DOMITIAN was born upon the ninth of the calends of November1 [24th October], when his father was consul elect (being to enter upon his office the month following), in the sixth region of the city, at the Pomegranate,2 in the house which he afterwards converted into a temple of the Flavian family. He is said to have spent the time of his youth in so much want and infamy, that he had not one piece of plate belonging to him; and it is well known, that Clodius Pollio, a man of pretorian rank, against whom there is a poem of Nero's extant, entitled Luscio, kept a note in his hand-writing, which he sometimes produced, in which Domitian made an assignment with him for bad purposes. * * * Thomson omits material here * * * In the war with Vitellius, he fled into the capital with his uncle Sabinus, and a part of the troops they had in tie city.s But the enemy breaking in, and the temple being set on fire, he hid himself all night with the sacristan; and next morning, assuming the disguise of a worshipper of Isis, and mixing with the priests of that idle superstition, he got over the Tiber, 3 with only one attendant, to the house of a woman who was the mother of one of his school-fellows, and lurked there so close, that, though the enemy, who were at his heels, searched very strictly after him, they could not discover him. At last, after the success of his party, appearing in public, and being unanimously saluted by the title of Caesar, he assumed the office of praetor of the City, with consular authority, but in fact had nothing but the name; for the jurisdiction he transferred to his next colleague. He used, however his absolute power so licentiously, that even then he plainly discovered what sort of prince he was likely to prove.
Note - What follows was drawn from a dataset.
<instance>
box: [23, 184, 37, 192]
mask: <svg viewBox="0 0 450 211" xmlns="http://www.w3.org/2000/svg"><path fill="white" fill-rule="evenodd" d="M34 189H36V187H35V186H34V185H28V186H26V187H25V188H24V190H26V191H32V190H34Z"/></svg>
Not to go into details, after he had made free with the wives of many men of distinction, he took Domitia Longina from her husband, AElias Lamia, and married her; and in one day disposed of above twenty offices in the city and provinces; upon which Vespasian said several times, "he wondered he did not send him a successor too."

1 A. U. C. 804.

2 A street. in the sixth region of Rome, so called, probably, from a remarkable specimen of this beautiful shrub which had made free growth on the spot.

3 VITELLIUS, c. XV. Tacitus (Hist. iii.) differs from Suetonius, saying that Domitian took refuge with a client of his father's near the Velabrum. Perhaps he found it more safe afterwards to cross the Tiber.